Getting started with Melusine

Let's run emergency detection with Melusine:

Load a fake email dataset
Load a demonstration pipeline
Run the pipeline
- Apply email cleaning transformations
- Apply emergency detection

Input data

Email datasets typically contain information about:

Email sender
Email recipients
Email subject/header
Email body
Attachments data

The present tutorial only makes use of the body and header data.

	body	header
0	This is an ëmèrgénçy	Help
1	How is life ?	Hey !
2	Urgent update about Mr. Annoying	Latest news
3	Please call me now	URGENT

Code

A typical code for a melusine-based application looks like this:

from melusine.data import load_email_data
from melusine.pipeline import MelusinePipeline

# Load an email dataset
df = load_email_data()

# Load a pipeline
pipeline = MelusinePipeline.from_config("demo_pipeline")  This tutorial uses one of the default pipeline configuration demo_pipeline. Melusine users will typically define their own pipeline configuration.
   See more in the Configurations tutorial


# Run the pipeline
df = pipeline.transform(df)

Output Data

The pipeline created extra columns in the dataset. Some columns are temporary variables required by detectors (ex: normalized_body) and some are detection results with direct business value (ex: emergency_result).

	body	header	normalized_body	emergency_result
0	This is an ëmèrgénçy	Help	This is an emergency	True
1	How is life ?	Hey !	How is life ?	False
2	Urgent update about Mr. Annoying	Latest news	Urgent update about Mr. Annoying	False
3	Please call me now	URGENT	Please call me now	True

Pipeline Steps

Illustration of the pipeline used in the present tutorial:

Cleaner: Cleaning transformations such as uniformization of line breaks (\r\n -> \n).
Normalizer: Text normalisation to delete/replace non utf8 characters (éöà -> eoa).
EmergencyDetector: Detection of urgent emails.

Info

This demonstration pipeline is kept minimal but typical pipelines include more complex preprocessing and a variety of detectors. For example, pipelines may contain:

Email Segmentation : Split email conversation into unitary messages
ContentTagging : Associate tags (SIGNATURE, FOOTER, BODY) to parts of messages
Appointment detection : For exemple, detect "construction work will take place on 01/01/2024" as an appointment email.
More on preprocessing in the MelusineTransformers tutorial
More on detectors in the MelusineDetector tutorial

Debug Mode

End users typically want to know what lead melusine to a specific detection result. The debug mode generates additional explainability info.
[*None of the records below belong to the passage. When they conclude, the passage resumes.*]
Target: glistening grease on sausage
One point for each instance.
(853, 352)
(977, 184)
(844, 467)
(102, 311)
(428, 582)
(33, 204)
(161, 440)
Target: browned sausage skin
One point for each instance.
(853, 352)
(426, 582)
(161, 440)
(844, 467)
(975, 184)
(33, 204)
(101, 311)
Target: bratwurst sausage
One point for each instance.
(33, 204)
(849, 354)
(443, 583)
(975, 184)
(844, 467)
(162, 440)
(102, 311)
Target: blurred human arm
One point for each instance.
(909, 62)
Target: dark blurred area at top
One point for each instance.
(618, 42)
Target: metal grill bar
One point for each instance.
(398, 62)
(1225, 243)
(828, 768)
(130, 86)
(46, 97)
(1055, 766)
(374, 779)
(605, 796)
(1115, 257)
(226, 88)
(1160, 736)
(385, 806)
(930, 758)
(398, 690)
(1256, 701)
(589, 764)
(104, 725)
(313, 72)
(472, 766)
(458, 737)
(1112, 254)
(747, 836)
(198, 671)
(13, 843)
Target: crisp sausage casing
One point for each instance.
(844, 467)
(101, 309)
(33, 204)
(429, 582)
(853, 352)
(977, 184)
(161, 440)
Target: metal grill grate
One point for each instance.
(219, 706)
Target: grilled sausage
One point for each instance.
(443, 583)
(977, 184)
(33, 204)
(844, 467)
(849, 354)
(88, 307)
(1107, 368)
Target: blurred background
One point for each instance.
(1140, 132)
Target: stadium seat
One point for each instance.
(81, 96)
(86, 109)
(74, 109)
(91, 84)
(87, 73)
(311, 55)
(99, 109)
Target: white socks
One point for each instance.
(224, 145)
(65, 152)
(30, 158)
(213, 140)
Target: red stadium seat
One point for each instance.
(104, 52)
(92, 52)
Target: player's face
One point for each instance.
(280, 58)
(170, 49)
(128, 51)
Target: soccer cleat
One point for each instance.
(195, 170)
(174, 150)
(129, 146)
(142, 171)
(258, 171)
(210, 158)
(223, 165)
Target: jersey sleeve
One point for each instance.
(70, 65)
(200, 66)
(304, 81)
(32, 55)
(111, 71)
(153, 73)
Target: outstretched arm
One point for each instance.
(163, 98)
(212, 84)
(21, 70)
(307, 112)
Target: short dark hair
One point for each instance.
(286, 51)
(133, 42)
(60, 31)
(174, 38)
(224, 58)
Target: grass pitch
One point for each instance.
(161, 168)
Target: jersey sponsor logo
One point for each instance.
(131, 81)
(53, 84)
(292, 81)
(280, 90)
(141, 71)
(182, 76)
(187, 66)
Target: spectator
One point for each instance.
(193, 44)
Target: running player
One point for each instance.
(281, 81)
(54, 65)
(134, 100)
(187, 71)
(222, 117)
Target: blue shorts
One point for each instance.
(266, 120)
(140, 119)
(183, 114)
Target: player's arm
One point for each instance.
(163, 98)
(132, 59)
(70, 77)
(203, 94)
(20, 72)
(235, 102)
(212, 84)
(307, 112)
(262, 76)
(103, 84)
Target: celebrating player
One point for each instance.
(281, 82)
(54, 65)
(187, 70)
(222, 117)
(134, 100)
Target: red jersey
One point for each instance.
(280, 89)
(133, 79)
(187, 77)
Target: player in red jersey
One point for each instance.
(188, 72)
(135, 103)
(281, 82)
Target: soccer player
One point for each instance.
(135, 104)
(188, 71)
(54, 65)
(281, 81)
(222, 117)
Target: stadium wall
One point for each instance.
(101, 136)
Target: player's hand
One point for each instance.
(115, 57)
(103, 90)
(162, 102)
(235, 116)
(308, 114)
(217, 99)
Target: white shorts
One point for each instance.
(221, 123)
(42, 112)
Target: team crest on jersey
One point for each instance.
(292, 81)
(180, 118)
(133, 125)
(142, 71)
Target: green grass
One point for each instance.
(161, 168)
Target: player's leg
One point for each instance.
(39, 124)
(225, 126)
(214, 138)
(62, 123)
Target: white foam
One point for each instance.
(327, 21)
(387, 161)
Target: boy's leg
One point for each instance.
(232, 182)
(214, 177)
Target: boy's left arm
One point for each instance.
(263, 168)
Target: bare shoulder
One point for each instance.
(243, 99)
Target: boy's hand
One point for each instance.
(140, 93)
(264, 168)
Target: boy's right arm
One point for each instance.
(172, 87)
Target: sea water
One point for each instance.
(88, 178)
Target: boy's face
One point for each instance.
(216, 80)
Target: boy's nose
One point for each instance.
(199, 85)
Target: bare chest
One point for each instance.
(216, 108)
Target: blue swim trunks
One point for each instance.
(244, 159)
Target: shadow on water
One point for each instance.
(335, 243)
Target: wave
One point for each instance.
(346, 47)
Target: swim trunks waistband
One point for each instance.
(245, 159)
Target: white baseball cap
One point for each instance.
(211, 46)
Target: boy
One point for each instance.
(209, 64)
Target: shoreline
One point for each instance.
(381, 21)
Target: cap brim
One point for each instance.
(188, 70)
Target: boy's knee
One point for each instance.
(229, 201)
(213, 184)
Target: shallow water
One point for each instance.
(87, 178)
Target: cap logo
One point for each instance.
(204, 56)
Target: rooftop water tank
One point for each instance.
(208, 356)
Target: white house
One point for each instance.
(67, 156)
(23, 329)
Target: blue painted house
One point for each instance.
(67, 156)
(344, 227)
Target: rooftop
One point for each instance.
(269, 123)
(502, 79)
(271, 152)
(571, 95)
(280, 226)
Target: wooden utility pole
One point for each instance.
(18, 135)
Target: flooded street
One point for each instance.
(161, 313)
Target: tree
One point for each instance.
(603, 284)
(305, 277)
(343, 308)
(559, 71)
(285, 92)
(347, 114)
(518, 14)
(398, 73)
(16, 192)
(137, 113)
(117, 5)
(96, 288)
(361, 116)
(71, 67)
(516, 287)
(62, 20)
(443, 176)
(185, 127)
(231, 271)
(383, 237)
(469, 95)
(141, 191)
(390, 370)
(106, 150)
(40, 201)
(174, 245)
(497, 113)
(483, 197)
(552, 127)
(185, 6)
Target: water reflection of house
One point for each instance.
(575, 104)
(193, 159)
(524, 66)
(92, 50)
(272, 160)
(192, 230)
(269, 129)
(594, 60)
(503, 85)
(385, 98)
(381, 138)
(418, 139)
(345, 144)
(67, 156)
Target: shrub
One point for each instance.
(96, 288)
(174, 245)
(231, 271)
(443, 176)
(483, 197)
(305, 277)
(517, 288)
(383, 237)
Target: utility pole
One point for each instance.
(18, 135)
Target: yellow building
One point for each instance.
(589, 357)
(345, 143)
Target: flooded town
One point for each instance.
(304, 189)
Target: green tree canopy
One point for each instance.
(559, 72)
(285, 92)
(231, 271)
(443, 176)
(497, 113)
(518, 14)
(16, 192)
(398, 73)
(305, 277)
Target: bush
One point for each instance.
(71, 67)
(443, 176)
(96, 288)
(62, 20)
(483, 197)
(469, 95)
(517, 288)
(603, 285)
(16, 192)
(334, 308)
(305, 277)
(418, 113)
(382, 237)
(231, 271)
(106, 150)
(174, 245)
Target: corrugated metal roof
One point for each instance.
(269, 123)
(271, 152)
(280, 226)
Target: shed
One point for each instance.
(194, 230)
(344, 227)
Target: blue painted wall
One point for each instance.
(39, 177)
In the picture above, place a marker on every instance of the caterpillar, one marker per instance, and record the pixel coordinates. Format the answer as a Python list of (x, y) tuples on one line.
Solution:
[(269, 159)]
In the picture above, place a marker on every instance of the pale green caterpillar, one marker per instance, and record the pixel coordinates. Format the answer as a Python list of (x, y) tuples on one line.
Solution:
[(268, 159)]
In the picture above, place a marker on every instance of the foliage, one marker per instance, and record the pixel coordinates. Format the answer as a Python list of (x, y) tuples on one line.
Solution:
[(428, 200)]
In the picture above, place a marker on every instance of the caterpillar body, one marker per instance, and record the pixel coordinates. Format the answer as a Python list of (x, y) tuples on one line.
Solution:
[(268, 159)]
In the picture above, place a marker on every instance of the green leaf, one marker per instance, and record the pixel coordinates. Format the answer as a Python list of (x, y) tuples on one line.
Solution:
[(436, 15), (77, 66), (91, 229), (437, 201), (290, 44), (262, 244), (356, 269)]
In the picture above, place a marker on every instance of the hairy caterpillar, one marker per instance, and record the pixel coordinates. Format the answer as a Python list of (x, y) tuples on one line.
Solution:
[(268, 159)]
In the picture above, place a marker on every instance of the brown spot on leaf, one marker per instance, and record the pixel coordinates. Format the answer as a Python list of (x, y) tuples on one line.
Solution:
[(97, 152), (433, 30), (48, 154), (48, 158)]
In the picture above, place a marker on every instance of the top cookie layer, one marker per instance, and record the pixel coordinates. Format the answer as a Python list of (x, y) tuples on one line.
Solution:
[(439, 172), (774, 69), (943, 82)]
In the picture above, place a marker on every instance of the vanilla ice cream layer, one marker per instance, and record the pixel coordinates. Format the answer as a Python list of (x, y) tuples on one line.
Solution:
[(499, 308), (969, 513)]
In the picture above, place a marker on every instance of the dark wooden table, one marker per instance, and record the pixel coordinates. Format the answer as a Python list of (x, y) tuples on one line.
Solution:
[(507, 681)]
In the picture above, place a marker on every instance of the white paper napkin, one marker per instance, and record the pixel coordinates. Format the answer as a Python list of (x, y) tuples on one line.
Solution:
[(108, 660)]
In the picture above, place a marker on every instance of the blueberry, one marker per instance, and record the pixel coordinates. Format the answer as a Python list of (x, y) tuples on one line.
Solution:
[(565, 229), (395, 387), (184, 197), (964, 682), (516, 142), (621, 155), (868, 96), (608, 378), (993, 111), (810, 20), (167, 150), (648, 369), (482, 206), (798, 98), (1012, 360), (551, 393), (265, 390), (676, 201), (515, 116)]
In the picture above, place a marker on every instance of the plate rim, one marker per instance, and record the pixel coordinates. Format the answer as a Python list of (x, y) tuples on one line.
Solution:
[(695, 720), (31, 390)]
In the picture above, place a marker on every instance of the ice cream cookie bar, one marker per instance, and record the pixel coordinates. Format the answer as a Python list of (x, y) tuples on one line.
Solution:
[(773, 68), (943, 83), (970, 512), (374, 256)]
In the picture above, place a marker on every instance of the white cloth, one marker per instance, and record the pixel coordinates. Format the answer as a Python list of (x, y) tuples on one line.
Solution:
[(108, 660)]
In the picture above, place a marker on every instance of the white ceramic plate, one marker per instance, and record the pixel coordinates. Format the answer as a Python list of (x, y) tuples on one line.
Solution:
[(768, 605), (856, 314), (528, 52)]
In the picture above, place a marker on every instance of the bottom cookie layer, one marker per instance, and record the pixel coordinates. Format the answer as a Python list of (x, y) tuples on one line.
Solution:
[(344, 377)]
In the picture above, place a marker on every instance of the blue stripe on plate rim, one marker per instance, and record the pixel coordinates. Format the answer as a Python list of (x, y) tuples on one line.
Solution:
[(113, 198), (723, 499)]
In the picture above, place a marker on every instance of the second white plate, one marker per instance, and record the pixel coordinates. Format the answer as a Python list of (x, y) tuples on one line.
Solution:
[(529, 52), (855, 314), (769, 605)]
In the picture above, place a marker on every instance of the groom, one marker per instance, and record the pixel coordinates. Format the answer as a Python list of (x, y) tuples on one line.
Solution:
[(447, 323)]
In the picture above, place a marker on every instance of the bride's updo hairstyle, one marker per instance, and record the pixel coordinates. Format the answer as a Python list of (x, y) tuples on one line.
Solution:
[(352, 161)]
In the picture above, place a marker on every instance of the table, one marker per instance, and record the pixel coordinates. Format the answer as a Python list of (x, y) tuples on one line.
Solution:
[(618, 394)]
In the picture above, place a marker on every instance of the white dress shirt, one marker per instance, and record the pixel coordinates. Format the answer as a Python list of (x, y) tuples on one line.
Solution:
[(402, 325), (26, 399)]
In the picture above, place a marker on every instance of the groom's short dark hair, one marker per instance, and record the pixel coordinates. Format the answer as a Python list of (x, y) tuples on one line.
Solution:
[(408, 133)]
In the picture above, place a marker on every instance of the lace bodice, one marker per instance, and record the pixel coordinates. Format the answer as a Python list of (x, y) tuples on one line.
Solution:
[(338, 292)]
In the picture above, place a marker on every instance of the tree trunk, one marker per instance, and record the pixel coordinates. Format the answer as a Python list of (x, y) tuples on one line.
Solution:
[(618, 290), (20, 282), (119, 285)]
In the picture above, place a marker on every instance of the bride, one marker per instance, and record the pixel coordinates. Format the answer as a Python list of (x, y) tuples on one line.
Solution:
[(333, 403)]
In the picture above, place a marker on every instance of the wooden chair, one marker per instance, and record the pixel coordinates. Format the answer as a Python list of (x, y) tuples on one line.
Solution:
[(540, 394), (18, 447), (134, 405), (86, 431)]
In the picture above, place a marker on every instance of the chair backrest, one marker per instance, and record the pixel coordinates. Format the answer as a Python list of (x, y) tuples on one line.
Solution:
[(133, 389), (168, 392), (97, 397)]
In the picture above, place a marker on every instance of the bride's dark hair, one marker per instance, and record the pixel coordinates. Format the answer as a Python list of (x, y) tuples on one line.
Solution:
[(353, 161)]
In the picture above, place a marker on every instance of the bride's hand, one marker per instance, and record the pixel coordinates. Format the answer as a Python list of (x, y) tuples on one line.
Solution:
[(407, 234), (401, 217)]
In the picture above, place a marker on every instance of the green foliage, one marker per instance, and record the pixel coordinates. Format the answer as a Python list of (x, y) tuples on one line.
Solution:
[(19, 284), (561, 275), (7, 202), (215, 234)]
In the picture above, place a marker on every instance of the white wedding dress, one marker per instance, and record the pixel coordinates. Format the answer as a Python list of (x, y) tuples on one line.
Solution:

from melusine.data import load_email_data
from melusine.pipeline import MelusinePipeline

# Load an email dataset
df = load_email_data()

# Activate debug mode
df.debug = True

# Load the default pipeline
pipeline = MelusinePipeline.from_config("demo_pipeline")

# Run the pipeline
df = pipeline.transform(df)

A new column debug_emergency is created.

	...	emergency_result	debug_emergency
0	...	True	[details_below]
1	...	False	[details_below]
2	...	False	[details_below]
3	...	True	[details_below]

Inspecting the debug data gives a lot of info:

text: Effective text considered for detection.
EmergencyRegex: melusine used an EmergencyRegex object to run detection.
match_result: The EmergencyRegex did not match the text.
positive_match_data: The EmergencyRegex matched positively the text pattern "Urgent" (Required condition).
negative_match_data: The EmergencyRegex matched negatively the text pattern "Mr. Annoying" (Forbidden condition).
BLACKLIST: Detection groups can be defined to easily link a matching pattern to the corresponding regex. DEFAULT is used if no detection group is specified.

# print(df.iloc[2]["debug_emergency"])
{
  'text': 'Latest news\nUrgent update about Mr. Annoying'},
  'EmergencyRegex': {
    'match_result': False,
    'negative_match_data': {
      'BLACKLIST': [
        {'match_text': 'Mr. Annoying', 'start': 32, 'stop': 44}
      ]},
    'neutral_match_data': {},
    'positive_match_data': {
      'DEFAULT': [
        {'match_text': 'Urgent', 'start': 12, 'stop': 18}
      ]
    }
  }